Since the original 10 amendments, or the Bill of Rights, 17 additional amendments have been passed. These include:
- Thirteenth Amendment (Amendment XIII), ratified on December 6, 1865, which abolished slavery.
- Fifteenth Amendment (Amendment XV), ratified on February 3, 1870, which states that "the right of the citizens…to vote shall not be denied or abridged by the United States or by any State on account of race, color, or previous condition or servitude." This amendment gave all men the right to vote, regardless of race, but it would be 50 years until women gained the right to vote, also known as suffrage.
- Nineteenth Amendment (Amendment XIX), ratified on August 8, 1920, which did much the same thing as Amendment XV, but was based on sex, thus giving women the right to vote: “the right of citizens of the United States to vote shall not be denied or abridged by the United States or by any State on account of sex.”
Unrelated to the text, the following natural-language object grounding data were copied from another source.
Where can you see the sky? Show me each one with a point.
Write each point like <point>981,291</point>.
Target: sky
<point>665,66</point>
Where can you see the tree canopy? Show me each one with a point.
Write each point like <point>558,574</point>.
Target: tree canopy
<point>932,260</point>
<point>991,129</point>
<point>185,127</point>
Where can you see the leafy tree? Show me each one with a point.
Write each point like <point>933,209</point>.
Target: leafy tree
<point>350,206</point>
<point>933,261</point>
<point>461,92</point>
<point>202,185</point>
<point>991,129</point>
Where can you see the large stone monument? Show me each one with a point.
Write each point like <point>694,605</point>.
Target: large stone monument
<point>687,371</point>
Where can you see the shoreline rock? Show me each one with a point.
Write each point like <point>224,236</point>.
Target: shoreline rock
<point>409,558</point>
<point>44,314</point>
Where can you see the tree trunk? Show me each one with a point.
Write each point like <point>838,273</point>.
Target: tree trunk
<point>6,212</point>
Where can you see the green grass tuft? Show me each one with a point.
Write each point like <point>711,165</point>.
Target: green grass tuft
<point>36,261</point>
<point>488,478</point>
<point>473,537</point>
Only one amendment, the Eighteenth Amendment (Amendment XVIII), ratified on January 6, 1919, prohibiting "the manufacture, sale, or transportation of intoxicating liquors" was ever revoked; this was during a period of our nation’s history known as Prohibition when alcoholic consumption became illegal. The Twenty-first Amendment (Amendment XXI), ratified on December 5, 1933, was the amendment that repealed the Eighteenth Amendment (Amendment XVIII).